Kioxia and Dell Technologies have fitted 9.8 PB of flash into a single 2U server[^1], using forty 245.76 TB LC9 Series SSDs[^2] in a Dell PowerEdge R7725xd. A full rack of twenty units, as Blocks & Files notes[^3], would carry 196 PB. The milestone is real, but the operational implication is sharper: at this density, rebuild bandwidth and drive endurance become the hard constraints, and raw $/GB stops being the primary design variable.
The Chassis and the Drives
The PowerEdge R7725xd[^1] runs AMD EPYC 9005 processors and packs 40 E3.L NVMe SSDs. The drives are Kioxia’s LC9 Series, built on 8th-generation BiCS FLASH QLC NAND with CMOS-directly-bonded-to-array (CBA) packaging and 32 stacked 2Tb dies. Kioxia rates them at up to 12 GB/s sequential read, 3 GB/s sequential write, and 1.3 million random read IOPS[^2]. Endurance is 0.3 DWPD, which is standard for QLC but worth noting when each drive holds a quarter petabyte.

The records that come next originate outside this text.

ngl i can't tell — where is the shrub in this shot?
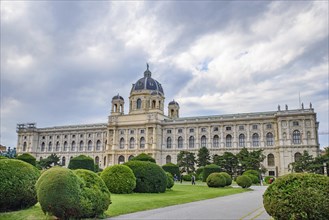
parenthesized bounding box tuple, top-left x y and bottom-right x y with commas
(243, 169, 259, 177)
(203, 164, 221, 182)
(17, 153, 36, 166)
(166, 172, 174, 189)
(74, 169, 111, 218)
(263, 173, 329, 220)
(264, 176, 275, 184)
(0, 159, 40, 211)
(244, 174, 259, 184)
(206, 173, 227, 188)
(130, 153, 156, 163)
(219, 172, 232, 186)
(0, 155, 8, 159)
(196, 166, 204, 176)
(182, 174, 192, 181)
(162, 163, 180, 179)
(236, 175, 252, 188)
(100, 165, 136, 194)
(68, 155, 95, 171)
(124, 161, 167, 193)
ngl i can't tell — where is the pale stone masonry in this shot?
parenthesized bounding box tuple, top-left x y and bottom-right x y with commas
(16, 65, 320, 176)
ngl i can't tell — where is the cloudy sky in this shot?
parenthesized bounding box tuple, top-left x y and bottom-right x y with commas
(1, 1, 328, 149)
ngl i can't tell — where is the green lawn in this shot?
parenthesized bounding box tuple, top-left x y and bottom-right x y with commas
(0, 182, 249, 219)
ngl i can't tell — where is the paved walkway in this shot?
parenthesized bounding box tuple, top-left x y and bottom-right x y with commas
(108, 186, 271, 220)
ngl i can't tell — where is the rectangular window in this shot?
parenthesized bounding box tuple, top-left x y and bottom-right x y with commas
(293, 121, 299, 126)
(252, 125, 258, 130)
(239, 125, 244, 130)
(167, 130, 172, 134)
(266, 123, 272, 129)
(201, 127, 206, 132)
(80, 134, 83, 138)
(72, 135, 75, 138)
(226, 126, 231, 131)
(190, 128, 194, 133)
(213, 127, 219, 131)
(130, 130, 134, 135)
(140, 129, 145, 134)
(49, 136, 52, 139)
(178, 128, 183, 133)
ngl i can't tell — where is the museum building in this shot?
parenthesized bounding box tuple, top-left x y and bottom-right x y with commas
(16, 65, 320, 176)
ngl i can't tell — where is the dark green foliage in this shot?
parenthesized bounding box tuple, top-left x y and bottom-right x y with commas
(237, 148, 265, 174)
(16, 153, 36, 166)
(162, 163, 180, 179)
(130, 153, 156, 163)
(197, 147, 211, 167)
(124, 161, 167, 193)
(182, 174, 192, 181)
(0, 159, 40, 211)
(177, 151, 197, 174)
(206, 173, 227, 188)
(236, 175, 252, 188)
(165, 172, 174, 189)
(38, 153, 60, 169)
(218, 172, 232, 186)
(264, 176, 275, 184)
(244, 174, 259, 184)
(196, 166, 204, 176)
(100, 165, 136, 194)
(68, 155, 95, 171)
(0, 155, 7, 159)
(203, 164, 221, 182)
(213, 152, 238, 176)
(74, 169, 111, 218)
(36, 167, 111, 219)
(263, 173, 329, 220)
(243, 169, 259, 177)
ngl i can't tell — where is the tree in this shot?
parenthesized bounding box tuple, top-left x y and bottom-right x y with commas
(289, 150, 329, 174)
(197, 147, 211, 167)
(236, 148, 265, 174)
(177, 151, 196, 174)
(213, 152, 238, 176)
(38, 153, 60, 169)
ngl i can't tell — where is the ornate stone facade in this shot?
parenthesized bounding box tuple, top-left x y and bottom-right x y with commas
(16, 65, 320, 176)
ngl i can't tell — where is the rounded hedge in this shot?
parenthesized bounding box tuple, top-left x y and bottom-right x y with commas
(203, 164, 221, 182)
(243, 169, 259, 177)
(218, 172, 232, 186)
(124, 161, 167, 193)
(0, 159, 40, 211)
(166, 172, 174, 189)
(206, 173, 227, 188)
(263, 173, 329, 220)
(130, 153, 156, 163)
(68, 155, 95, 171)
(243, 174, 259, 184)
(162, 163, 180, 179)
(100, 165, 136, 194)
(182, 174, 192, 181)
(74, 169, 111, 218)
(17, 153, 36, 166)
(236, 175, 252, 188)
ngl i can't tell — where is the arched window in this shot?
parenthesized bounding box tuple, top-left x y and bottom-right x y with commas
(239, 134, 245, 147)
(294, 152, 302, 162)
(267, 154, 275, 166)
(48, 142, 52, 152)
(120, 138, 125, 149)
(167, 137, 172, 148)
(114, 104, 117, 112)
(137, 98, 142, 109)
(41, 142, 45, 152)
(55, 141, 60, 151)
(96, 140, 101, 151)
(71, 141, 76, 151)
(105, 140, 107, 150)
(201, 135, 207, 147)
(152, 100, 156, 108)
(226, 135, 232, 147)
(23, 142, 27, 151)
(128, 155, 134, 161)
(293, 130, 301, 144)
(95, 156, 99, 166)
(62, 157, 66, 166)
(64, 141, 68, 151)
(103, 156, 107, 167)
(129, 137, 135, 149)
(189, 136, 194, 148)
(213, 135, 219, 148)
(118, 155, 125, 164)
(140, 137, 145, 149)
(166, 155, 171, 164)
(178, 136, 183, 148)
(88, 140, 92, 151)
(266, 132, 274, 146)
(79, 141, 84, 151)
(252, 133, 259, 147)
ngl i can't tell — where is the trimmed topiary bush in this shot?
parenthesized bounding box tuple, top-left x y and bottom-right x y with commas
(68, 155, 95, 171)
(182, 174, 192, 181)
(0, 159, 40, 211)
(219, 172, 232, 186)
(36, 167, 111, 219)
(264, 176, 275, 184)
(100, 165, 136, 194)
(17, 153, 36, 166)
(74, 169, 111, 218)
(206, 173, 227, 188)
(124, 161, 167, 193)
(162, 163, 180, 179)
(130, 153, 156, 163)
(236, 175, 252, 188)
(166, 172, 174, 189)
(243, 174, 259, 184)
(203, 164, 221, 182)
(243, 169, 259, 177)
(263, 173, 329, 220)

Kioxia’s own comparison claims that a 9.8 PB configuration built from 30.72 TB SSDs would need seven extra servers, 280 additional drives, and would draw 8 times the power[^1]. The server also offers up to five 400 Gbps NICs[^4] and is air-cooled, a deliberate fit for GPU-heavy AI pipelines where liquid cooling is already spoken for.
The Rebuild Time Problem
A 245 TB NVMe drive does not rebuild instantly. Murat Karslioglu estimates[^5] that at realistic sustained throughput, 30 to 50 percent of peak, a rebuild takes 14 to 27 hours on Gen5 or Gen4 links. During that window, a second failure in the same redundancy group risks data loss.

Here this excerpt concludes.